1. A structure improvement of attraction plate of electromagnetic doorlock, comprising:

an electric magnet;

an attraction plate, having an attraction surface, the attraction surface arranged at a corresponding surface of the electric magnet, and the attraction plate positioned on a mounted body; and;

a positioning assembly positioned on the mounted body at a position close to opposing ends of the attraction plate, the attraction surface has a recessed portion below a horizontal plane of 0.06 mm to 0.26 mm at a central region thereof, and the recessed portion extends towards both ends to form an arc surface defining a bowed surface forming an arcuate recess between the attraction plate and the electric magnet, so that a concave-arc surface is formed with both ends above the central region;

the attraction plate being devoid of any positioning member at a location between the opposing ends of the attraction plate, whereby when the attraction plate is attracted by the magnetic force produced by the electric magnet, the concave-arc surface is forced to deform for abutting the electric magnet; when the mounted body is pulled in an opposite direction of the electric magnet, both ends of the attraction plate under the tension of a positioning assembly is corresponding to both ends of the electric magnet to enhance the tensile value of the attraction plate.

2. The structure improvement of attraction plate of electromagnetic doorlock as claimed in claim 1, wherein the mounted body includes a box-like body, U-shaped body, L-shaped body, flat body, or door plate.

3. The structure improvement of attraction plate of electromagnetic doorlock as claimed in claim 2, wherein the mounted body being a box-like body has a vertical insertion groove at both inner side edges; the positioning assembly being a U-shaped engaging member has a flange at a bottom surface of both ends for inserting into the insertion groove; the attraction plate has a positioned surface formed at both ends thereof for engaging with the engaging member to fix the attraction plate to the mounted body; the mounted body further has side covers at both ends.

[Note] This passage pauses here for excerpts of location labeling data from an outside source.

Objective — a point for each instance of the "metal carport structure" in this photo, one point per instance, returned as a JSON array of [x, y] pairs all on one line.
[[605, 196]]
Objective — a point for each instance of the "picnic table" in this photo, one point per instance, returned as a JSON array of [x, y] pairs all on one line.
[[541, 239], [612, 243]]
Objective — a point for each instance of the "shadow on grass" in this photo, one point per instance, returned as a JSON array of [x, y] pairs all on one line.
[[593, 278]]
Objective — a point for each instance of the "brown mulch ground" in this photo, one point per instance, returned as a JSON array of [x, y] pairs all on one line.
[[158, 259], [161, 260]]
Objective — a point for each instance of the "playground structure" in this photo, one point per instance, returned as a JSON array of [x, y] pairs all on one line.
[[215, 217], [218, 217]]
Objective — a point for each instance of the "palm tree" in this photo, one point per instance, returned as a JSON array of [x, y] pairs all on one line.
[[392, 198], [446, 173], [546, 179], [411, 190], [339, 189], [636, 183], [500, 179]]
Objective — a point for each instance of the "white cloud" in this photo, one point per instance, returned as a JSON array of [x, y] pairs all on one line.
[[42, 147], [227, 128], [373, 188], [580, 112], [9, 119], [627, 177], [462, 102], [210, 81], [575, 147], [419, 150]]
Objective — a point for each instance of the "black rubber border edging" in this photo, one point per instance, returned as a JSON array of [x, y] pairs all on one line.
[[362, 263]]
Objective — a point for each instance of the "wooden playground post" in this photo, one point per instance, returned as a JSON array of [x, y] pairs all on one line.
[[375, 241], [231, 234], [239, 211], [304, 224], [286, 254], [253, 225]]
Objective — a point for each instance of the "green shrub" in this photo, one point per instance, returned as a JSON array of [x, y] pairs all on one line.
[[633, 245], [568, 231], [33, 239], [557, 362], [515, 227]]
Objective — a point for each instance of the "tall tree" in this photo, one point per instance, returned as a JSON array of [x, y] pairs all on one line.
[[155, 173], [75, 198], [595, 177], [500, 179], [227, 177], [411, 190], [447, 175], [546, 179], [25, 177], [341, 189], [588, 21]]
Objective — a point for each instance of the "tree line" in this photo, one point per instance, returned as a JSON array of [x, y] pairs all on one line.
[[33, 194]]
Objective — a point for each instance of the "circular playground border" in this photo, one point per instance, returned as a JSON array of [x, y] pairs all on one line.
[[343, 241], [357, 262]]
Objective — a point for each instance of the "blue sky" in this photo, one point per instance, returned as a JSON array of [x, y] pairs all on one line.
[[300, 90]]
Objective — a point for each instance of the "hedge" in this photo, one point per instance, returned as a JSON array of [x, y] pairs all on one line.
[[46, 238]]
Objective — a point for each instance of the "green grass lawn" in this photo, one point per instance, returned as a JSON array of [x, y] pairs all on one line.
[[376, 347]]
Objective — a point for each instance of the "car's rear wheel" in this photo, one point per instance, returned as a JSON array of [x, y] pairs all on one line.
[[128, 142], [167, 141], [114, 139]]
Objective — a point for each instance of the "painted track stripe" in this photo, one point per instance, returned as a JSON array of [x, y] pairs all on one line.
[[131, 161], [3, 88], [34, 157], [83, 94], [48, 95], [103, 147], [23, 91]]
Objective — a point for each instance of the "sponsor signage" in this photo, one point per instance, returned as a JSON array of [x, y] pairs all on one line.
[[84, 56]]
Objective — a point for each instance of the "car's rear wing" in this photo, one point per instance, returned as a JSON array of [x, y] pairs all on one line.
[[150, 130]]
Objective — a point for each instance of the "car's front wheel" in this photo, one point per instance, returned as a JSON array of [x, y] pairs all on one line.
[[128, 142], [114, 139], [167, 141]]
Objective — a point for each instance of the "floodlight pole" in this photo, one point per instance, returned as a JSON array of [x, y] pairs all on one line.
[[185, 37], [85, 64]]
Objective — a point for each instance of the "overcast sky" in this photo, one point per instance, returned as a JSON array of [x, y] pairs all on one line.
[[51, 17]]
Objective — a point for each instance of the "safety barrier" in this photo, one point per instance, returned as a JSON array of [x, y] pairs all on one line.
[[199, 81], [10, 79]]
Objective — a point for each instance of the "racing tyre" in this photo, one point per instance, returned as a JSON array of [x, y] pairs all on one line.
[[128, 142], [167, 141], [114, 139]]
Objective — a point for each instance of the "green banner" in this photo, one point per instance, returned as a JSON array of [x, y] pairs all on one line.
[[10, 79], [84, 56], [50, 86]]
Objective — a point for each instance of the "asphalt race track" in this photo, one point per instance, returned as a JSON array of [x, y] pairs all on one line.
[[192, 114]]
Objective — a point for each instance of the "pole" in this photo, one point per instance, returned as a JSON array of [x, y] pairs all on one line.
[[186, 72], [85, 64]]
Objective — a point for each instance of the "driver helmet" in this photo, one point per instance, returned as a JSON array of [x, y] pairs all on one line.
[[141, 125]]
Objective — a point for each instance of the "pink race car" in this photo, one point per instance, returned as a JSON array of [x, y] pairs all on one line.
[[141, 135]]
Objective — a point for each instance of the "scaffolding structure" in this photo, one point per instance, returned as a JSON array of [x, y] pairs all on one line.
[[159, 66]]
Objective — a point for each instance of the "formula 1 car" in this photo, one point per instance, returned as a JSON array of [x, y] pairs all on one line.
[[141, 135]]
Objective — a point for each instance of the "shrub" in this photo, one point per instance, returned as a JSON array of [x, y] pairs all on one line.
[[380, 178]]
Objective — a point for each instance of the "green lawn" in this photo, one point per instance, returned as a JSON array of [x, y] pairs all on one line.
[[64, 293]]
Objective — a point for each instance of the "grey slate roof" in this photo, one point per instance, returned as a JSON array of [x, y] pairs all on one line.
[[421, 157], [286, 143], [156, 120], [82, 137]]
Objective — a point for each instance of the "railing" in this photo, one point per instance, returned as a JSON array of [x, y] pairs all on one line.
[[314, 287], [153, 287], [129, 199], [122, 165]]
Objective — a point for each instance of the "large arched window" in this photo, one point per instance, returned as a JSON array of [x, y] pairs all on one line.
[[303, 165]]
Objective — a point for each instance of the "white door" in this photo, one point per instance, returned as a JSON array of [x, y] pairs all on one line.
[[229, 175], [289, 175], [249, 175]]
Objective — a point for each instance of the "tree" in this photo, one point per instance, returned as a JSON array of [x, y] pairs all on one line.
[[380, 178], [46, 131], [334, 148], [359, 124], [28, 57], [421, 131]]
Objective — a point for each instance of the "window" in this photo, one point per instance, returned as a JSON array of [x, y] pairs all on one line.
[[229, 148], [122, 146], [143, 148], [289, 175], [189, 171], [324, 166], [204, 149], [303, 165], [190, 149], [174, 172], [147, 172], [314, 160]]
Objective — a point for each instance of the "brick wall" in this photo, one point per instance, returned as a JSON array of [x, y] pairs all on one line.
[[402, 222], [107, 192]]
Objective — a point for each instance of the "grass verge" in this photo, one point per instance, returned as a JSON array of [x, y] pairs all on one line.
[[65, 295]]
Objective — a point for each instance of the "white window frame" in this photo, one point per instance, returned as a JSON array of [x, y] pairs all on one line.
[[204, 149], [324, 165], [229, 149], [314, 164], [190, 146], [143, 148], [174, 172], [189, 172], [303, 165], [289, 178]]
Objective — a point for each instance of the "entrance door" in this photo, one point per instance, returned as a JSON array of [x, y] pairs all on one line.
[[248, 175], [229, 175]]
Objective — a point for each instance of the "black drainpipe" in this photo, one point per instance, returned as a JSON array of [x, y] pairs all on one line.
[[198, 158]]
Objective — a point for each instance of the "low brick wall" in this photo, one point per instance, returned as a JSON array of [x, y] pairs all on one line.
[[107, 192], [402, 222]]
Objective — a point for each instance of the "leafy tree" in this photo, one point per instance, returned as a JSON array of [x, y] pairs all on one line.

4. The structure improvement of attraction plate of electromagnetic doorlock as claimed in claim 3, wherein the mounted body further has a recessed hole in the middle thereof, and a spring arranged between the recessed hole and a bottom surface of the attraction plate.

5. The structure improvement of attraction plate of electromagnetic doorlock as claimed in claim 2, wherein the mounted body being a box-like body has a positioning hole at a both front and rear sides; the positioning assembly is a countersunk bolt engaging into the positioning hole to fix the attraction plate to the mounted body.

6. The structure improvement of attraction plate of electromagnetic doorlock as claimed in claim 5, wherein the mounted body further has side covers at both ends, and the side covers fixed by a screw.

7. The structure improvement of attraction plate of electromagnetic doorlock as claimed in claim 6, wherein the mounted body further has a recessed hole in the middle thereof, and a spring arranged between the recessed hole and a bottom surface of the attraction plate.